No se aceptan devoluciones cuenta la historia de una colisión. Por el lado mexicano, Valentín, el doble de Aztec Man, es un padre sacrificado cuyo interés es habitar un universo familiar donde el mundo exterior carece de importancia. No le importa hablar inglés ni que lo entiendan. El amor redime sus carencias, incluso las que en apariencia redundarían en una mejor educación para su hija. No cree en forjarse un destino porque éste ya está decidido, literalmente, por una fuerza divina. Su naturaleza es reactiva. En la visión de Derbez, ser un buen doble (stunt man) no requiere de preparación ni técnica; basta estar dispuesto a arriesgar la vida y aguantar el dolor. En ese sentido, Valentín es una versión chacotera de Pepe El Toro, un mártir que pelea inútilmente por mantener unida a su familia, la cual puede serle arrebatada en cualquier momento por fuerzas malignas que no comprende (los gringos como sustitutos de los ricos). Al igual que Pepe El Toro, quien termina como boxeador en la última parte de la trilogía, Valentín cuenta con el poder de soportar cualquier trancazo por el bienestar de sus seres queridos. Ambos personajes entienden la muerte de la persona amada como una lección que brinda un entendimiento trascendental del universo. Todo es cuestión de fe: Valentín sabe que mantenerse mexicano equivale a reunirse con su padre e hija en un cielo idílico de vestimentas blancas y nubes de algodón.

 

La madre, en oposición, es la personificación del egoísmo estadounidense. La falta de Julie es imperdonable: abandona a su hija por un motivo que es anatema en la idiosincrasia mexicana: la superación personal materializada en estudiar y construir una carrera profesional.
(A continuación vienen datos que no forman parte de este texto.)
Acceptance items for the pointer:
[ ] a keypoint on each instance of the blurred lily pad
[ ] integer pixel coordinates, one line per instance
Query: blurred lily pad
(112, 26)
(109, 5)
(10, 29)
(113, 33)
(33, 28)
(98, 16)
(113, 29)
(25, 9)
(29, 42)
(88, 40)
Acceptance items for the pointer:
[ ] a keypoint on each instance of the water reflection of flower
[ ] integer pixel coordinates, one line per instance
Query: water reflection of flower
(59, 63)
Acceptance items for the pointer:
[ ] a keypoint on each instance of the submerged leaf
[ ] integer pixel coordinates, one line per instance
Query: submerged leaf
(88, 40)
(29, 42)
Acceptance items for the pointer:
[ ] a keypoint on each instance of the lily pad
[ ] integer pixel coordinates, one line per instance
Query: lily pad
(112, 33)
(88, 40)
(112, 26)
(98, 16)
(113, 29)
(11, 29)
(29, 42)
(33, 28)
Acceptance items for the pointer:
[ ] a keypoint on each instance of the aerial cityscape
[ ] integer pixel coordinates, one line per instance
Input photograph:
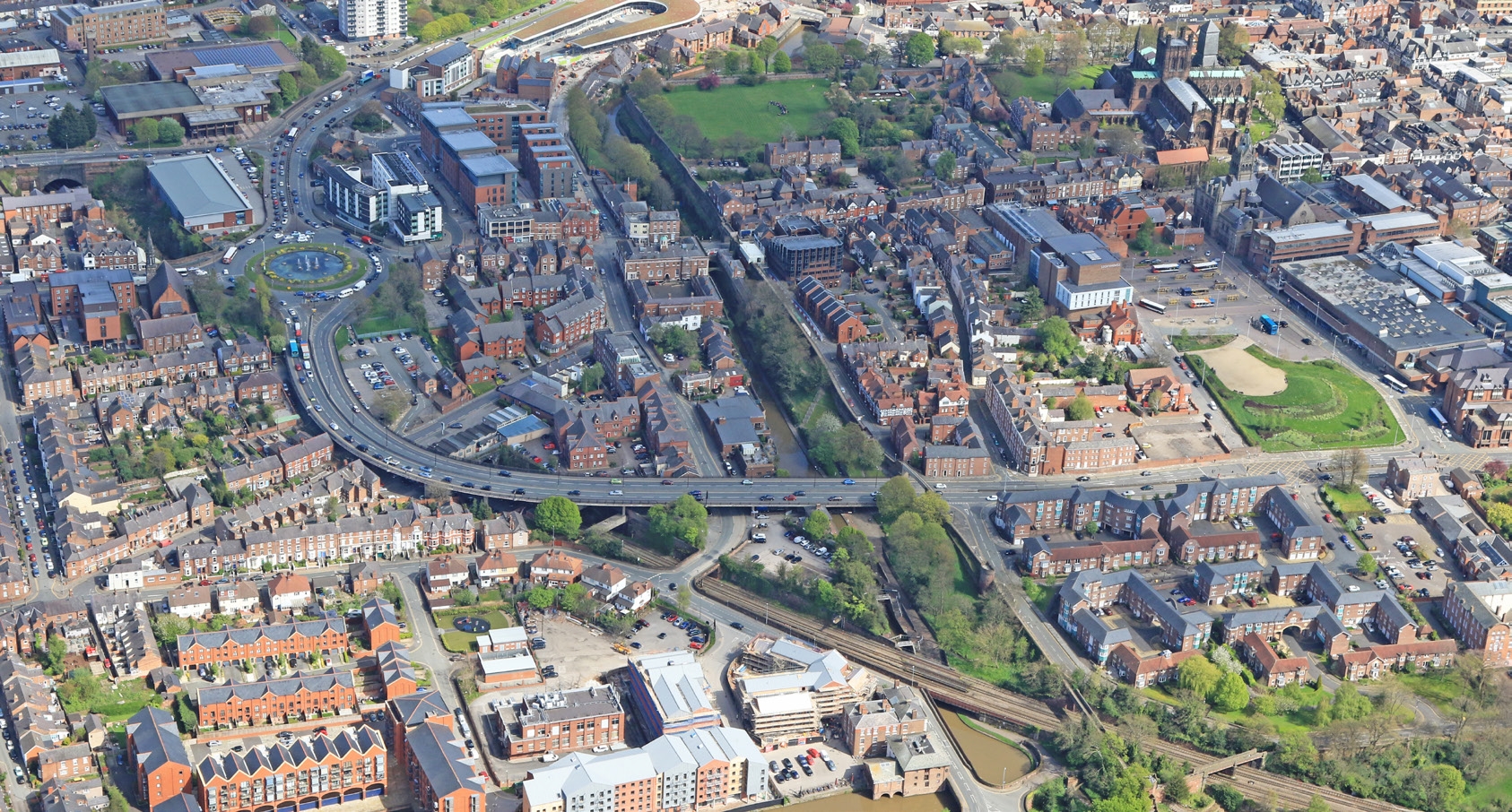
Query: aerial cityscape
(628, 406)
Valentín no sólo enfrenta a una madre irresponsable, sino a todo un ejército compuesto por los peores estereotipos de la nación estadounidense: maestro incomprensivo, abogado cruel, novia lesbiana, casero explotador. Es como si Estados Unidos mismo quisiera llevarse a la niña, cuyo sueño último es conocer Acapulco. En años recientes, un grupo considerable de analistas ha especulado que los millones de mexicanos que radican en la nación estadounidense representan un universo complejo y lleno de matices. Los valores y sueños de las generaciones mexicanas nacidas en Estados Unidos, nos decían los despachos de marketing y publicidad, son muy distintos a los de sus padres. El éxito de No se aceptan devoluciones pone en duda esa certeza. La habilidad estratégica de Derbez es notable: anticipó que la educación sentimental del inmigrante mexicano, construida en buena medida por la televisión de su país de origen, es un tatuaje imposible de borrar. Edward Allen, directivo de Pantelion, la joint venture entre Lions Gate y Televisa que está detrás de la película, ratificó esta percepción en un reportaje difundido por ABC News en septiembre pasado: “Eugenio conoce a su audiencia. Ha construido una película para las personas en Estados Unidos que han visto Univisión durante los últimos diez años. La gente lleva a sus madres y abuelitas, los padres a sus hijos adolescentes. El espectro completo de la familia quiere verla. Todos participan”.

 

Derbez no se limita a insertar elementos que apelen a la naturaleza alienada del inmigrante, sino que ofrece una extraña posibilidad de reconciliación cultural. La secuencia más importante de la cinta sucede antes del final inevitablemente trágico. Tras escuchar los testimonios de ambos bandos, el juez decide, para sorpresa de los espectadores, otorgar la patria potestad de la niña a Derbez a cambio de un par de requisitos: que aprenda inglés y consiga una ocupación menos peligrosa (o que es lo mismo, que busque un trabajo donde en verdad trabaje). El sueño mexicano no es incompatible con el American dream, siempre y cuando se acepten reglas mínimas de convivencia. El presente puede ser un plano compartido por todos, mexicanos y estadounidenses. Para nostalgias y demás arranques sentimentales, siempre tendremos Acapulco.